"TO SEE THE CONVULSIVE UPWARD LEAP, AND HEAR THE THROTTLED GASPING ROAR OF A WOUNDED TIGER…"
(INDIA) INGLIS, James. Tent Life in Tigerland. Being Sporting Reminiscences of a Pioneer Planter in an Indian Frontier District. London: Sampson Low, Marston, Searle, & Rivington, 1888. Tall octavo, contemporary full marbled calf rebacked, red and green morocco spine labels, marbled endpapers. $750.
Second edition of this illustrated memoir of hunting and sporting life in India, issued in the same year as the first edition, with 16 chromolithographic illustrations, based on photographs, printed in vibrant color. Handsomely bound.
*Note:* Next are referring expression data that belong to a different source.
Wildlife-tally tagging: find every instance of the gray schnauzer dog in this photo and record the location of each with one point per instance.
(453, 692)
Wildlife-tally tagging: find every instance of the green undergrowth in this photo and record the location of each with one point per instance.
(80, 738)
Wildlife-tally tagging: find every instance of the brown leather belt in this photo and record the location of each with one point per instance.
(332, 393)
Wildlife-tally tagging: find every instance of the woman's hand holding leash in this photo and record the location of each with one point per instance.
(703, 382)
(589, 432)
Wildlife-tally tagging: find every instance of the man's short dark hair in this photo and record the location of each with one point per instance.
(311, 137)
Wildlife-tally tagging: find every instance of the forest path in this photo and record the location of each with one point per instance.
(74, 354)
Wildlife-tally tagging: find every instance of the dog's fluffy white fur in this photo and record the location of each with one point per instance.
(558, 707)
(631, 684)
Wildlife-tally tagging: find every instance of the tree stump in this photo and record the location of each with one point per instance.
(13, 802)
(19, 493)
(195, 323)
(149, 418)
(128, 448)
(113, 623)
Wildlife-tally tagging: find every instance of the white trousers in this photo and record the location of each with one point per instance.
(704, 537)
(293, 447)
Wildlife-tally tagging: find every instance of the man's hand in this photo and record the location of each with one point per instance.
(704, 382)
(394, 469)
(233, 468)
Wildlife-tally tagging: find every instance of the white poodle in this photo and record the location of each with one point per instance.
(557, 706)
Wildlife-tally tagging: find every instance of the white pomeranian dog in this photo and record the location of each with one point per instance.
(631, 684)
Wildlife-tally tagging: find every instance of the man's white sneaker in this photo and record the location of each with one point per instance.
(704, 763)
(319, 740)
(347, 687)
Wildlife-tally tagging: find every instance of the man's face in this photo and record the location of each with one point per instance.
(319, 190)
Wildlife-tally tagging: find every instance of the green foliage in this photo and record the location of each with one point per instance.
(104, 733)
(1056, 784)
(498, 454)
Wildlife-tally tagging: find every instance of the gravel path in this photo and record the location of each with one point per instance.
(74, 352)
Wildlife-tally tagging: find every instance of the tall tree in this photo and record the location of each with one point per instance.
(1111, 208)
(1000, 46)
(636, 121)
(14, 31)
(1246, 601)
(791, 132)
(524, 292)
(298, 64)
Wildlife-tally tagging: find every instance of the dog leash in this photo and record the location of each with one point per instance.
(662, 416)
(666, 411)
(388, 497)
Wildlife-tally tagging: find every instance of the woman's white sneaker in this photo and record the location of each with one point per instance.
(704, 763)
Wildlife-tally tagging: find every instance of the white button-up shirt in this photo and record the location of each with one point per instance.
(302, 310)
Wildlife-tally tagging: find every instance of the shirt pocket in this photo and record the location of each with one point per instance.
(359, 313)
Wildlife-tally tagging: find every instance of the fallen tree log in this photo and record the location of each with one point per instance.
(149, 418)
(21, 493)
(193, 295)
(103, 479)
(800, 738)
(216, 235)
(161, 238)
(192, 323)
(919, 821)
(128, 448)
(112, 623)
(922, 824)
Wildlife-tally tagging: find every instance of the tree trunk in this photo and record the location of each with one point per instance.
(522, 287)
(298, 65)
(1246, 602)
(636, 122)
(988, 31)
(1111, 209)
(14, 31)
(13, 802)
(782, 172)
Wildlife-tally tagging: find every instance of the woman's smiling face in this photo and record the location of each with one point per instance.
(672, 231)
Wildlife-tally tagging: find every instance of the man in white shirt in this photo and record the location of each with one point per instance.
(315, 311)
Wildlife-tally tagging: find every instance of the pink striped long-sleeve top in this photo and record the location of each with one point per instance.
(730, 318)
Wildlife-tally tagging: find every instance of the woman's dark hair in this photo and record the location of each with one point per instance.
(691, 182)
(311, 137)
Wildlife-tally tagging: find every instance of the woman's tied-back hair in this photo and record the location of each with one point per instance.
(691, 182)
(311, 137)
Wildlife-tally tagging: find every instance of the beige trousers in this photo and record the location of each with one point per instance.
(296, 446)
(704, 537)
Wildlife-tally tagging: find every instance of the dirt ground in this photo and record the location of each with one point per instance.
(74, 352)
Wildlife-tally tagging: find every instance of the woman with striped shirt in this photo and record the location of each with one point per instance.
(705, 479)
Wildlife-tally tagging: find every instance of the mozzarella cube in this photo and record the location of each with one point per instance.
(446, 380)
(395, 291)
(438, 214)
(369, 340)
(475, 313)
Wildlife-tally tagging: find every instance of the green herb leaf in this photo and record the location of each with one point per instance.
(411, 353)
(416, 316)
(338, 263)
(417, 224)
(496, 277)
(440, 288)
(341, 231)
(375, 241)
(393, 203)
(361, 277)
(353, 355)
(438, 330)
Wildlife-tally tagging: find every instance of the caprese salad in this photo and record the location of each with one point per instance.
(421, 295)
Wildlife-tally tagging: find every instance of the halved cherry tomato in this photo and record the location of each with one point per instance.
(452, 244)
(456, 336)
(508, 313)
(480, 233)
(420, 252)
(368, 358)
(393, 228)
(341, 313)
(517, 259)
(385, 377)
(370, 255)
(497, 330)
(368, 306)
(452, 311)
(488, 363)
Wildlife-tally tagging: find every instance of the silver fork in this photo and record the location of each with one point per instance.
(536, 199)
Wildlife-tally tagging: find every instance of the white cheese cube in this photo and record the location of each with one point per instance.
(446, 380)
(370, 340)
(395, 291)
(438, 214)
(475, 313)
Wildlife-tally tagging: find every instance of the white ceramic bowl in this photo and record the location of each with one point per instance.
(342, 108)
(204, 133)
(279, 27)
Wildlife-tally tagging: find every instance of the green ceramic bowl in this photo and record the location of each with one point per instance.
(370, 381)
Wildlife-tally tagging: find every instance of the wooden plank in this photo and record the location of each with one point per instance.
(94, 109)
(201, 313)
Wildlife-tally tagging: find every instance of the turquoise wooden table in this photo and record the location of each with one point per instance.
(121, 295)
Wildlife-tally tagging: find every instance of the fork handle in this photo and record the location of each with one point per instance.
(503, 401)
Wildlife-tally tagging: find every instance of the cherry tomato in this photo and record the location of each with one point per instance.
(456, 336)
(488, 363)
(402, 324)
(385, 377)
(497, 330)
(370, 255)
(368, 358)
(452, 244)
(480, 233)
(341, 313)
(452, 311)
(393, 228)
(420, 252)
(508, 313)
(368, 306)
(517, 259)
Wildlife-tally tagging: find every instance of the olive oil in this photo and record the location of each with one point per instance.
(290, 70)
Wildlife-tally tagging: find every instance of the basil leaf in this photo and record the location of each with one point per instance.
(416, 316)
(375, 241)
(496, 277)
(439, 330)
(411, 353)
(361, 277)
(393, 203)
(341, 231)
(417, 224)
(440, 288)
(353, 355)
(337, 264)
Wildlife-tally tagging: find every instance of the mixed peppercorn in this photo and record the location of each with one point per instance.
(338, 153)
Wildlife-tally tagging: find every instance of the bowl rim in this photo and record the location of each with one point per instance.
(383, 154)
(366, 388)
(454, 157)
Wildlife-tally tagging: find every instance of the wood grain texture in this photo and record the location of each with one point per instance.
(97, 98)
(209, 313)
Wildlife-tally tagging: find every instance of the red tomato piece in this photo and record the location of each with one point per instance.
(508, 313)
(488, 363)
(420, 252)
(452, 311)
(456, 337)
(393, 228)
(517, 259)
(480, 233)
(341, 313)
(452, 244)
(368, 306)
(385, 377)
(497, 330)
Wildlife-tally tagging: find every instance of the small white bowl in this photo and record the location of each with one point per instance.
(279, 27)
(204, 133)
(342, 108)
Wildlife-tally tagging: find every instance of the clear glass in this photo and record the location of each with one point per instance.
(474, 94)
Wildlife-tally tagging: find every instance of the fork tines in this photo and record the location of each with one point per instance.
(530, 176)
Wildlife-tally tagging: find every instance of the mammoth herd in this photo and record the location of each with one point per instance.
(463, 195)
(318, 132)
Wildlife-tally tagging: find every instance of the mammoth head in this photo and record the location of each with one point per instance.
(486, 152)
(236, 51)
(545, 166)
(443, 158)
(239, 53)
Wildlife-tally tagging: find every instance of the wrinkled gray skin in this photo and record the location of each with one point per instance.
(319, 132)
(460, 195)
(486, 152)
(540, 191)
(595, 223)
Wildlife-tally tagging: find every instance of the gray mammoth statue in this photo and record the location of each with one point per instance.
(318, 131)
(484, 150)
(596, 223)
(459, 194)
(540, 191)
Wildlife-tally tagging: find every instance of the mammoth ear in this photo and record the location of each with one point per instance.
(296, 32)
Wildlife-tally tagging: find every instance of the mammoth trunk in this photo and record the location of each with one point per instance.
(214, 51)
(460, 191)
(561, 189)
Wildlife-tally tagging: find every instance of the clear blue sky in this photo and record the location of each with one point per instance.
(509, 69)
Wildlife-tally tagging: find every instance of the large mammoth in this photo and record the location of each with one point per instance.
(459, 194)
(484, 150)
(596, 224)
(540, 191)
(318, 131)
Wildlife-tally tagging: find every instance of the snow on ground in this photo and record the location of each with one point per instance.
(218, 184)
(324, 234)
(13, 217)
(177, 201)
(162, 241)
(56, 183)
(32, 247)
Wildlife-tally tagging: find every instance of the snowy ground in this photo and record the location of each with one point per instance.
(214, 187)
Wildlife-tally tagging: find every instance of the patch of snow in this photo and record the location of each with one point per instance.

"Apparently Inglis had so many requests for his first publication Sport and Work on the Nepaul Frontier written under his pseudonym 'Maori' that he expanded on his experiences… with his new Tent Life in Tigerland. He describes an encounter with a rogue elephant in the Koosee Valley, a tributary of the Ganges… There are also episodes describing hunts for tiger—one with the hunters hidden in shallow pits—buffalo, bear, and pig sticking. The author also recalls beats after rhinoceros, tiger, leopard, and sambur in the Oudh jungles" (Czech). Published the same year as the 1888 first edition. Czech, 110-11. Bookplate.
Text and plates clean and fine, with only occasional marginal foxing. An excellent copy in contemporary calf, attractively rebacked.